2. What new facts did you learn when exploring the data set? List at least 3 facts.
I saw that there was a trend towards both public and private colleges becoming more expensive to attend. Also, students are graduating with more and more debt every year. It seems that there is only a slight difference of amount of graduation debt between public and private colleges.
3. Write a question you have about the data set you chose. Now, convert that question into a hypothesis (a statement) with your prediction about the data.
If the graduation rate of a given college is high, then the average amount of debt after graduation will be higher than a college with a lower graduation rate.
4. Identify at least one security and/or privacy concern that is associated with the data in the data set you chose?

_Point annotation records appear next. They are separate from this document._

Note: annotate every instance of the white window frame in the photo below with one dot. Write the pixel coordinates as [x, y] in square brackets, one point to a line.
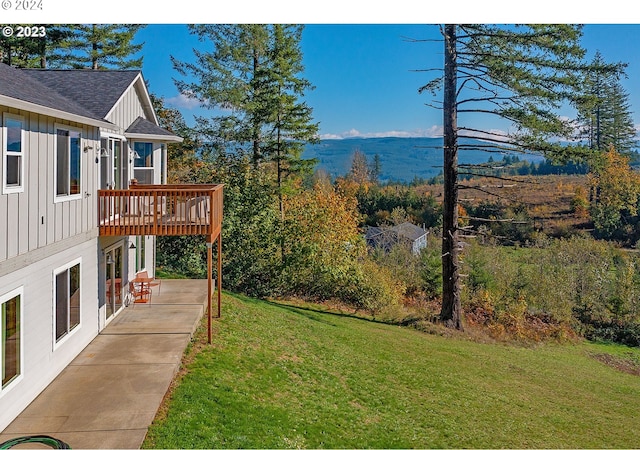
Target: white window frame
[18, 292]
[57, 198]
[152, 167]
[11, 189]
[74, 330]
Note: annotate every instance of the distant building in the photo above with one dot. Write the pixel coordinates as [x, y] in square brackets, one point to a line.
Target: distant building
[405, 233]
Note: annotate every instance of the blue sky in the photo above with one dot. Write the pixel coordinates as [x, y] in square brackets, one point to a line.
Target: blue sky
[366, 76]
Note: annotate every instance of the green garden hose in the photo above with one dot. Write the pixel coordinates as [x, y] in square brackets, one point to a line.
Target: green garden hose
[40, 439]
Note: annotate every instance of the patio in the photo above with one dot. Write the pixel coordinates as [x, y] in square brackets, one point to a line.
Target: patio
[109, 395]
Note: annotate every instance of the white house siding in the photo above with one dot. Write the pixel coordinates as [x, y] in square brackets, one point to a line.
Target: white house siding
[31, 219]
[42, 363]
[128, 109]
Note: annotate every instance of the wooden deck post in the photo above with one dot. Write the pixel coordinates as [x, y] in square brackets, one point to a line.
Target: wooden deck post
[219, 274]
[209, 284]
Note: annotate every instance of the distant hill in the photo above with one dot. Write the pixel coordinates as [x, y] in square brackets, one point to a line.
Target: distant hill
[402, 159]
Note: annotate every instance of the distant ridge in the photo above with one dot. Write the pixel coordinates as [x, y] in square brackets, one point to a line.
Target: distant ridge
[402, 159]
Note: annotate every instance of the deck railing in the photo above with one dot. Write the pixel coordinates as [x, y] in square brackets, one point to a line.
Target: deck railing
[160, 210]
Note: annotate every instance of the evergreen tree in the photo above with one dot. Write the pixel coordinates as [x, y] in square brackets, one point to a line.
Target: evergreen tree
[289, 120]
[98, 46]
[603, 110]
[521, 73]
[228, 80]
[32, 51]
[375, 169]
[618, 128]
[359, 171]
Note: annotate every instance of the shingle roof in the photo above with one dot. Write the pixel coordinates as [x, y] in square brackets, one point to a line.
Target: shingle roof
[144, 126]
[409, 231]
[95, 90]
[21, 85]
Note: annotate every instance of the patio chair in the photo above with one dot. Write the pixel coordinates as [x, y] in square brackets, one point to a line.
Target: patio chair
[139, 294]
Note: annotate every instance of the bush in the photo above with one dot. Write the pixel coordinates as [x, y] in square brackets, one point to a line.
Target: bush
[588, 285]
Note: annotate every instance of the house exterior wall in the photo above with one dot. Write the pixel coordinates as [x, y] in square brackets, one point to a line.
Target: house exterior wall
[128, 109]
[43, 358]
[41, 234]
[34, 218]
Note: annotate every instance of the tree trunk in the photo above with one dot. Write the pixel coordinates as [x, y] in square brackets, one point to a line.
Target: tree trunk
[451, 308]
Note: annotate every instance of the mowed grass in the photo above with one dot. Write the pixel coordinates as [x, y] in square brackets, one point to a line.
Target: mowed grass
[285, 377]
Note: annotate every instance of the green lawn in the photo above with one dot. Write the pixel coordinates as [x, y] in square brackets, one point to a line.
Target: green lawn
[279, 376]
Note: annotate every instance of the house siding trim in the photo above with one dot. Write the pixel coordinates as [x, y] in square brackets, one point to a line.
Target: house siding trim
[5, 152]
[62, 115]
[19, 291]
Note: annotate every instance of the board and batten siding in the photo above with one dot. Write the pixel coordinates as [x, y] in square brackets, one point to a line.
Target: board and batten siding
[128, 109]
[32, 219]
[43, 358]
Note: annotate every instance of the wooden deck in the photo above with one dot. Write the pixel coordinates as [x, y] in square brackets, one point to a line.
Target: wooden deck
[161, 210]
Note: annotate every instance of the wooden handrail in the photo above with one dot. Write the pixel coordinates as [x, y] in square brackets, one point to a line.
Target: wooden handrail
[168, 210]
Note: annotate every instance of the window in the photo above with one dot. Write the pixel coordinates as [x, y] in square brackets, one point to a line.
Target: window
[67, 300]
[67, 163]
[143, 162]
[11, 341]
[13, 153]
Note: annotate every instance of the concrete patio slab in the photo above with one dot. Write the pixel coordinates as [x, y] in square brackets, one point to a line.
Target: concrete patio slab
[110, 393]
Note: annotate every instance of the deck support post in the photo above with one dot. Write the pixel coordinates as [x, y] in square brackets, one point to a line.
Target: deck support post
[209, 284]
[219, 274]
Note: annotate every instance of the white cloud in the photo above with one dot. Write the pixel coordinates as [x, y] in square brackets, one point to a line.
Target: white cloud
[434, 131]
[184, 101]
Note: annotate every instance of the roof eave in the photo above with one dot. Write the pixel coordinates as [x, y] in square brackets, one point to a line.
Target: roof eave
[153, 137]
[52, 112]
[147, 105]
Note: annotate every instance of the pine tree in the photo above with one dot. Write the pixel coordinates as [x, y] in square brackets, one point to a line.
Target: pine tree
[603, 110]
[290, 122]
[227, 79]
[32, 51]
[521, 73]
[99, 46]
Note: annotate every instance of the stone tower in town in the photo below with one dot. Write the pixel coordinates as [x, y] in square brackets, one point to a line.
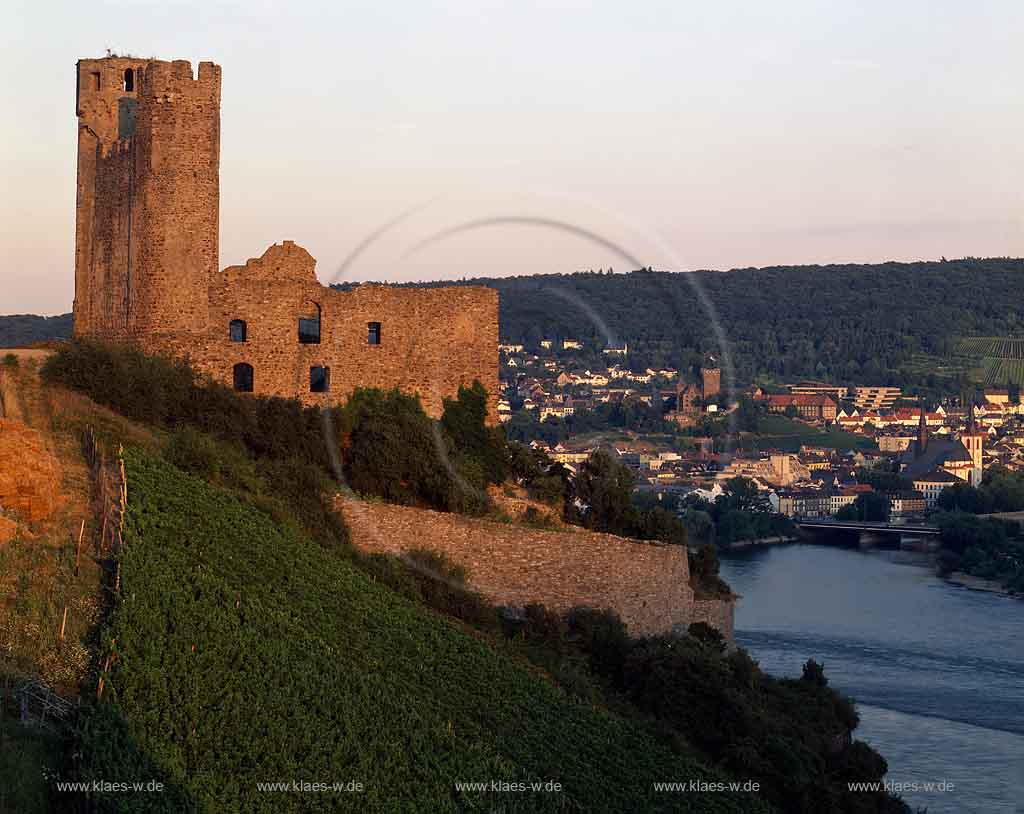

There is a possibility that this data could be used to predict the amount of debt someone has after graduating from a certain college, and this information could be used against them if it was known.
5. If your data set included a visualization, explain the purpose of the visualization. How would you change or improve the visualization? If it did not include a visualization, describe one that you think would be useful in understanding the data.
The data set included two methods of visualization: a map and a graph. Both of these were pretty good, with size of the colleges evident by size of the points and a color code for differentiating between public and private colleges. To improve these visualizations I would make it easier to look at separate points since they were all really close together, making it difficult to click on an individual point and get data.